The part I am most concerned with is not the truth of the matter: Brett Kavanaugh did or did not sexually assault Dr. Christine Blasey Ford. A whole different article could be written on why to believe Dr. Ford. I am most concerned with the responses of senators, reporters, American people and the president of the United States. Here’s a new headline for you: “President mocks a survivor: people cheer.” You may be surprised. I am not.
This week, Senator Susan Collins (R-Maine) let down thousands of women and countless survivors in Maine and in the nation, but disconcertingly, I’m not sure I can villainize her. I have listened to her explain one of the most bipartisan political philosophies in Congress today and have watched her cross party-lines on crucial issues. I do not believe her to be evil. Instead, what is her fault is also the fault of a society that encourages its leaders to vote against justice in a sexual assault investigation. Senator Collins did not go against the grain; she capitulated to an ideology stronger than any one person, one that infiltrates and underlies our country, one that devalues survivorship.
Judge Kavanaugh epitomizes this ideology; he consistently calls the accusations “absurd.” If I get across one thing, let it be that the reality of sexual assault is not absurd. The fact that a woman can be traumatized for decades of her life after being attacked, yet not feel supported enough to speak out, is not absurd. The committee chair said, “We were fair to Dr. Ford, why should we not do the same for Judge Kavanaugh?” I completely agree with the premise of hearing all sides fairly to pursue justice, but this statement gets garbled in the language of mainstream rape culture and becomes a sympathy call for Kavanaugh.
Senator Lindsey Graham (R-S.C.) did not hide his sympathy. In an outburst that I can imagine would be excruciating for any survivor—let alone anyone with a moral compass—to watch, he lauded Kavanaugh’s lack of “biases or prejudices.” He called the hearing a legitimization of “the most despicable thing” and told the judge that “you have nothing to apologize for.”
Now, back up. Graham has no idea (with any basis in fact) whether or not Kavanaugh has ever sexually assaulted anyone. Therefore, he essentially contended that, whether or not Judge Kavanaugh is a perpetrator, he should not apologize. This may seem exaggerated, but it is in line with current American rhetoric on assault. The “boys will be boys” philosophy has worked its way straight into a Senate committee hearing regarding a seat on the highest court in the country.

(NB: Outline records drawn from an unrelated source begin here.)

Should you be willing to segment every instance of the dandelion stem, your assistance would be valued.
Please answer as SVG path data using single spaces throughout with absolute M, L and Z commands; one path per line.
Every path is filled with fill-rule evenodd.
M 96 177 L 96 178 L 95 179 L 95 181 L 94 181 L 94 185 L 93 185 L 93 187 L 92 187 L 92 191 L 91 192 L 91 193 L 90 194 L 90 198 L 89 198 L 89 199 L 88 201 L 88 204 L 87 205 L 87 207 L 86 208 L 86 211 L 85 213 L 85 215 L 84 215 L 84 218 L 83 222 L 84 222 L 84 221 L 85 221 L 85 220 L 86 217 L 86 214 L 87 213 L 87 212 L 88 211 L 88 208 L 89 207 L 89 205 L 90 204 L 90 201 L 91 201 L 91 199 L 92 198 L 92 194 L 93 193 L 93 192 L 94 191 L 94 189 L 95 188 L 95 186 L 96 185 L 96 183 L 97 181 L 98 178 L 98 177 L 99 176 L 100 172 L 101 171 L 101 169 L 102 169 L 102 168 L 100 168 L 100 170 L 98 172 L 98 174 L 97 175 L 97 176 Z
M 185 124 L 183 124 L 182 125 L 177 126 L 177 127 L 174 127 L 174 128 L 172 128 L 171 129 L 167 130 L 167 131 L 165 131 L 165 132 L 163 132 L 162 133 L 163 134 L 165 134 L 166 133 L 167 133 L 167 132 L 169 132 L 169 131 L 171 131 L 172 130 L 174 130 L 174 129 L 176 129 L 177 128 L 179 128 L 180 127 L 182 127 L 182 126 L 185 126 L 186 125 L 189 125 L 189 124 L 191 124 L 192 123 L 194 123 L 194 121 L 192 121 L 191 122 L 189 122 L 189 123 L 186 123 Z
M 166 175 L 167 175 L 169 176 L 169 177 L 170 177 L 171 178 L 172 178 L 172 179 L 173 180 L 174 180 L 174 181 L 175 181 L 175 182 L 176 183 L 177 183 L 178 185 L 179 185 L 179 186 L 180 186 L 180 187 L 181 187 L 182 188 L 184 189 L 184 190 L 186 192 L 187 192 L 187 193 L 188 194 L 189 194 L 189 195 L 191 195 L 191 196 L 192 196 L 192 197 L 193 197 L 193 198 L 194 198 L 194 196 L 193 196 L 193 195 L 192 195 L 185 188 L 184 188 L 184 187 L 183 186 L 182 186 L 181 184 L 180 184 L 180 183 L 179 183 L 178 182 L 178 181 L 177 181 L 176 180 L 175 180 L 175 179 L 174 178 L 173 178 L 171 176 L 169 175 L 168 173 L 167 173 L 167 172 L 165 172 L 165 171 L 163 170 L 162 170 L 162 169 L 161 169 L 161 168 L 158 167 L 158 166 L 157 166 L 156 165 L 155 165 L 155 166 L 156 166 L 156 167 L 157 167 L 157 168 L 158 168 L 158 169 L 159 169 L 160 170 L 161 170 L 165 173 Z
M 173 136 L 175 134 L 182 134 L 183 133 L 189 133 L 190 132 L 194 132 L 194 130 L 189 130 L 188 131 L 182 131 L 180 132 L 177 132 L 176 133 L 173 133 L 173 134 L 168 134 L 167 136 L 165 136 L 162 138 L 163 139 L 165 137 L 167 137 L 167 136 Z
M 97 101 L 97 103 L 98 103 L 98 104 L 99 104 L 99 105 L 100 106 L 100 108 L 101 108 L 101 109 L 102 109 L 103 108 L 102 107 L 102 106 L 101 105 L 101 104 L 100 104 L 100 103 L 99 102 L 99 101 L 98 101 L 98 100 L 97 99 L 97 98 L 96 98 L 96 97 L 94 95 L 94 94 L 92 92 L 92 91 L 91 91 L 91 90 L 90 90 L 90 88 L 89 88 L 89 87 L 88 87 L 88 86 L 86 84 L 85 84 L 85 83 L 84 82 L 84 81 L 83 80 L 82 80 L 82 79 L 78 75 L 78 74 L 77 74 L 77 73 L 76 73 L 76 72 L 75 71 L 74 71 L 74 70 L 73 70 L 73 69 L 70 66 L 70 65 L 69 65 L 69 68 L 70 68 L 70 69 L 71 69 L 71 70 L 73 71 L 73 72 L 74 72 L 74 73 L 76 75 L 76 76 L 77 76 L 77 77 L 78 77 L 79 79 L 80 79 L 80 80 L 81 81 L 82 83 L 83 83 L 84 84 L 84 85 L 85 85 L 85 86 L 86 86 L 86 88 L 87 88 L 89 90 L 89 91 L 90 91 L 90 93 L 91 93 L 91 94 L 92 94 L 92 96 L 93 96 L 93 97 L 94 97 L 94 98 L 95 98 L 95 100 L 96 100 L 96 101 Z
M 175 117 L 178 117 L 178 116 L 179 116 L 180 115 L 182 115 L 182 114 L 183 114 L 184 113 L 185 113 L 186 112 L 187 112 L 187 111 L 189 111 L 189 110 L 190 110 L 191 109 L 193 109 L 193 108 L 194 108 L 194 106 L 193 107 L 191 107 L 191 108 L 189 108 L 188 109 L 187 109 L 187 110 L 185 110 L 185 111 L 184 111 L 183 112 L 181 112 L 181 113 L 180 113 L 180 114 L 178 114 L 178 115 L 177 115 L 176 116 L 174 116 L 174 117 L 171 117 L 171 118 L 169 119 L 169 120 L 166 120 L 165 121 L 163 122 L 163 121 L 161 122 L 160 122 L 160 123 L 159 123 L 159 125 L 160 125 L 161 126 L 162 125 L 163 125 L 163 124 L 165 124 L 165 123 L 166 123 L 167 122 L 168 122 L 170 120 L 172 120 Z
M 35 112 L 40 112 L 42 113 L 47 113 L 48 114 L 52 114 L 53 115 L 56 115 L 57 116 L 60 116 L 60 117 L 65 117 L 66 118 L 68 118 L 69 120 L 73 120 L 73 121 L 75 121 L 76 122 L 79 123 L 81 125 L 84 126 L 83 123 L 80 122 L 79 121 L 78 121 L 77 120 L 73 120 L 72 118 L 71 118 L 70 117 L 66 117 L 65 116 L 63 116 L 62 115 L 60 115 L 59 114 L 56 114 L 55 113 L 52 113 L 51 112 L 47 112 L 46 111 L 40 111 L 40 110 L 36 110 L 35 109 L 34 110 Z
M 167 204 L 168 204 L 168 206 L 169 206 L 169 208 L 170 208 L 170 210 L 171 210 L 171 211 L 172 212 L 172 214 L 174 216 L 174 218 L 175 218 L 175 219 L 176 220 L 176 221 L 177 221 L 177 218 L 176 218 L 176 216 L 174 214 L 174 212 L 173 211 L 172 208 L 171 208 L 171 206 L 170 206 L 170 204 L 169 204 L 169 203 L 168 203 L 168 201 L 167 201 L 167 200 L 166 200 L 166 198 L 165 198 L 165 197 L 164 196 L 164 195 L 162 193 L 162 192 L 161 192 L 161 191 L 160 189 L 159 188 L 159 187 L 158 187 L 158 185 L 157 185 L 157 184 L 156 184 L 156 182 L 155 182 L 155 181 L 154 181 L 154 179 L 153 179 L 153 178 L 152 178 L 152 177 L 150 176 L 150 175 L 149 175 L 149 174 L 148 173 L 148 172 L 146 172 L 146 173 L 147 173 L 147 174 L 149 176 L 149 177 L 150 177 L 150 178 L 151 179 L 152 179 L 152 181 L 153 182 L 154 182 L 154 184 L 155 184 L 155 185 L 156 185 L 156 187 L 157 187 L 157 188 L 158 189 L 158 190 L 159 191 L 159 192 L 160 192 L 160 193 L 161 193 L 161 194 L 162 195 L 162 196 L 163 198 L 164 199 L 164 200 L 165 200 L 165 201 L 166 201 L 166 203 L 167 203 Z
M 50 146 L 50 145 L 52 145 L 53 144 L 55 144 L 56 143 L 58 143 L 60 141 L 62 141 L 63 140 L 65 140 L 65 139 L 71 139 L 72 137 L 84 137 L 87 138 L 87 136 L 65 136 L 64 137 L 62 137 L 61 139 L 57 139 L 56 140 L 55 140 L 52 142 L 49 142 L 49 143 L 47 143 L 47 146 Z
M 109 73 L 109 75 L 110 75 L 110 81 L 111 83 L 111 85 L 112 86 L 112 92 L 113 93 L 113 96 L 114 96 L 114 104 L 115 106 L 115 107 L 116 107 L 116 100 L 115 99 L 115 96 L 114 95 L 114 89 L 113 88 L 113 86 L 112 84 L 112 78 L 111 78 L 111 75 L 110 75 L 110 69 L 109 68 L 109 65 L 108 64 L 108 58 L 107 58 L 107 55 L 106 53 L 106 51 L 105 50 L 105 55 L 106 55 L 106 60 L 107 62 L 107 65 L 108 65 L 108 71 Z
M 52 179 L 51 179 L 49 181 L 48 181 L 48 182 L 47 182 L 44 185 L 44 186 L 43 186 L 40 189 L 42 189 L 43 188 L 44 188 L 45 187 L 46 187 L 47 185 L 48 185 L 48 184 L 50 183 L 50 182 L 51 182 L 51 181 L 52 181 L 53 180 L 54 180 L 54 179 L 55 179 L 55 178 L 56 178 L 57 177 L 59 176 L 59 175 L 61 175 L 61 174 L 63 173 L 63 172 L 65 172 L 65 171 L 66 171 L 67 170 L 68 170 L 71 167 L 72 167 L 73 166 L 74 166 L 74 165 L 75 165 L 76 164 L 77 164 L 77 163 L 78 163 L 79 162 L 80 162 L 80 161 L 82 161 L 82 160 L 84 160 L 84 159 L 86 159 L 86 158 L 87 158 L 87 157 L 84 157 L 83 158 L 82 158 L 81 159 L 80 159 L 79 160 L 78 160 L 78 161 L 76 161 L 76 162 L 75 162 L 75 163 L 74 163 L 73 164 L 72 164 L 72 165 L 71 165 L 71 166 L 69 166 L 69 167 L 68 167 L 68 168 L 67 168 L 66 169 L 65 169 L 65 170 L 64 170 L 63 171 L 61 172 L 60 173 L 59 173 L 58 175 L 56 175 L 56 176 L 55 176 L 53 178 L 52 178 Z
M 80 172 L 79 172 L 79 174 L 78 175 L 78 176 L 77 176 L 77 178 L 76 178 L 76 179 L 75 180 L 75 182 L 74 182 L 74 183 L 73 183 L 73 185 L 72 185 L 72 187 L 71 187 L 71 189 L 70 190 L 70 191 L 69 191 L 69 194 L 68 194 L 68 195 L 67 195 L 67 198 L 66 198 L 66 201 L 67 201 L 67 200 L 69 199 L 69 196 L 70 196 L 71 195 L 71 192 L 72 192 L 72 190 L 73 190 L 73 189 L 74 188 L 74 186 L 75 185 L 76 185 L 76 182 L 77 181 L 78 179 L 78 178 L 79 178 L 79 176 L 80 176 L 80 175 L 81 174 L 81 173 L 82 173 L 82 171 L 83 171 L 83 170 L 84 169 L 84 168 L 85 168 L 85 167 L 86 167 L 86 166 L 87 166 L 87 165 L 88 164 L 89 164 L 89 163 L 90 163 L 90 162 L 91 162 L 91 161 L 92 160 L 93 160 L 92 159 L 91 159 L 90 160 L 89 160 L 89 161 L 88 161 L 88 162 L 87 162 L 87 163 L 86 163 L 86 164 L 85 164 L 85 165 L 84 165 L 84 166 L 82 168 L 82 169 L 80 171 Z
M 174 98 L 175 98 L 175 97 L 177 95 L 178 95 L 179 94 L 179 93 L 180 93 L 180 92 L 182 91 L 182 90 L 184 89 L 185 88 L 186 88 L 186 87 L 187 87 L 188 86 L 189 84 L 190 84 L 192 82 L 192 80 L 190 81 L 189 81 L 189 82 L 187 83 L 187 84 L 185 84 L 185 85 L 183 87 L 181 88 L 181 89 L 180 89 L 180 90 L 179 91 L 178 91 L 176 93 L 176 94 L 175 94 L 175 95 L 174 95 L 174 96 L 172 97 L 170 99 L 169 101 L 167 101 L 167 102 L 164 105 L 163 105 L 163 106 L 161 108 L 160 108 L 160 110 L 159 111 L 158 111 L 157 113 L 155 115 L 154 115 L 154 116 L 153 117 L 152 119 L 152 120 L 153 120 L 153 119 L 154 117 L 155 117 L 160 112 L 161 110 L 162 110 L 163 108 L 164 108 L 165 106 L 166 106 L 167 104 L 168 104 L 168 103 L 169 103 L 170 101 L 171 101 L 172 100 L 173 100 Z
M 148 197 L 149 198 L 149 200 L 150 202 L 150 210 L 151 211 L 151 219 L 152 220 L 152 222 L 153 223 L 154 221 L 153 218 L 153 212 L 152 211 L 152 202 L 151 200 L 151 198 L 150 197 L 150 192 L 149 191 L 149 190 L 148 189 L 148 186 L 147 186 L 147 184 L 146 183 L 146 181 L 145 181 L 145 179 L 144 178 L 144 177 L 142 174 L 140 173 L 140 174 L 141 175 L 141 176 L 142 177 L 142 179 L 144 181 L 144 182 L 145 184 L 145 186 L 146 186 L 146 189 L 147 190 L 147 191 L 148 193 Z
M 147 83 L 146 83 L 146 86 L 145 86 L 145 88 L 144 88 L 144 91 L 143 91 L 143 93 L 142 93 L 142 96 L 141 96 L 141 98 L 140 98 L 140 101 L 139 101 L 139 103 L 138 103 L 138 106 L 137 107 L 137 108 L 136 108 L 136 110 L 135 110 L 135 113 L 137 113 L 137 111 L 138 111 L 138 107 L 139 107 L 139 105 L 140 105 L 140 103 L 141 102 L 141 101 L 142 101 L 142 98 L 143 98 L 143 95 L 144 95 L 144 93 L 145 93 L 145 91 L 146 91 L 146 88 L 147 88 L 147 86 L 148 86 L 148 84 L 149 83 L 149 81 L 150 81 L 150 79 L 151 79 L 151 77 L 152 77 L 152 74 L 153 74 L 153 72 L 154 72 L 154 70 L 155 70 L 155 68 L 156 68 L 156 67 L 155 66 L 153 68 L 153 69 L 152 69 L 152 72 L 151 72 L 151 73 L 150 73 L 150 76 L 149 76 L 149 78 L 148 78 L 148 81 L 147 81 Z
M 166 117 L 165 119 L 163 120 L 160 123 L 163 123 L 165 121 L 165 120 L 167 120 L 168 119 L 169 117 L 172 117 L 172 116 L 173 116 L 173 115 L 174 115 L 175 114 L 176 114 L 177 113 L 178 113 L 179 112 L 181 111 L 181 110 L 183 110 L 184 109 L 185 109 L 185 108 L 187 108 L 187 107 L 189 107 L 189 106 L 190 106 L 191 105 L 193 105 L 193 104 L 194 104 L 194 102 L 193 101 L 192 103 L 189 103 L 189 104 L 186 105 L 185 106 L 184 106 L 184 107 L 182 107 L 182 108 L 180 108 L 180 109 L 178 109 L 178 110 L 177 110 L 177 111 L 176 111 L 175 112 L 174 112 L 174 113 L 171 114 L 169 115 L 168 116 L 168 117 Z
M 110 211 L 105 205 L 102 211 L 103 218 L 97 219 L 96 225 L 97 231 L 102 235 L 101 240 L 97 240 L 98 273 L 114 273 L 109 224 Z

President Trump fits right into this picture. It only took 40 seconds of watching his reaction to practically bring me to tears. He stands at a podium, looking smug, and repeats the phrase “I don’t know” to mock Dr. Ford. Supporters smile. They yell and hold up signs that say, “Women for Trump.” They revel in the fact that their commander in chief is unfiltered enough to explicitly condone rape culture. I felt, at points, like nothing could halt Kavanaugh’s appointment. In reality, an objective investigation could have. Instead, as Senator Cory Booker (D-N.J.) contends, the report was grossly incomplete, though it has placated a majority of senators. The pursuit of justice for survivors yet again has been stopped short and then called enough.
Senator John Cornyn (R-Texas) claimed that the democratic system has lost its “decency” in these proceedings. I would agree, but for an opposite reason. He was infuriated that Kavanaugh could even be accused of such things. I am outraged that Kavanaugh could get away with such things. “You’ll come out on the right side of that decision,” he said. Translation: the senator expected the public and more importantly, the Senate, to once again side with powerful men. “The burden is not on you to disprove,” he assured. These beliefs represent a fatal flaw in our system’s ability to deal with sexual misconduct. The issue is not that we hold an innocent-until-proven-guilty standard; the issue is that “proven guilty” looks so different in the case of sexual assault. We have not figured out how to make it fair. We have allowed classically masculine values of objectivity and confidence and rigidity to infuse our understanding of a crime that is deeply intimate, but also profoundly social.
Is it possible that Kavanaugh is innocent? Yes, it’s possible. Is it true that his family has been torn apart and he has suffered some false accusations? Likely. Is it possible that he doesn’t remember or has denied the memory of the assault? Yes. But to give into these possibilities is to deny survivors everywhere the respect, empathy, credibility and attention that they deserve. As long as the burden rests on the survivor, America will never see justice for the majority of assaults.
I write this because I am scared. I am scared to be raped. Most women are scared to be raped. And the survivors—men and women—who have experienced assault are scared that they won’t be believed, that their life will be ruined all over again like Dr. Ford’s. I cannot speak as a survivor, or for survivors. I cannot speak as anyone who might know the truth about Kavanaugh’s accused assault. I cannot speak as a senator or the president of the United States. I speak as an outraged, disappointed and terrified woman in America. Unfortunately, voices like mine carry much less weight than voices of men like President Trump and Judge Kavanaugh.
Anna Martens is a member of the class of 2020.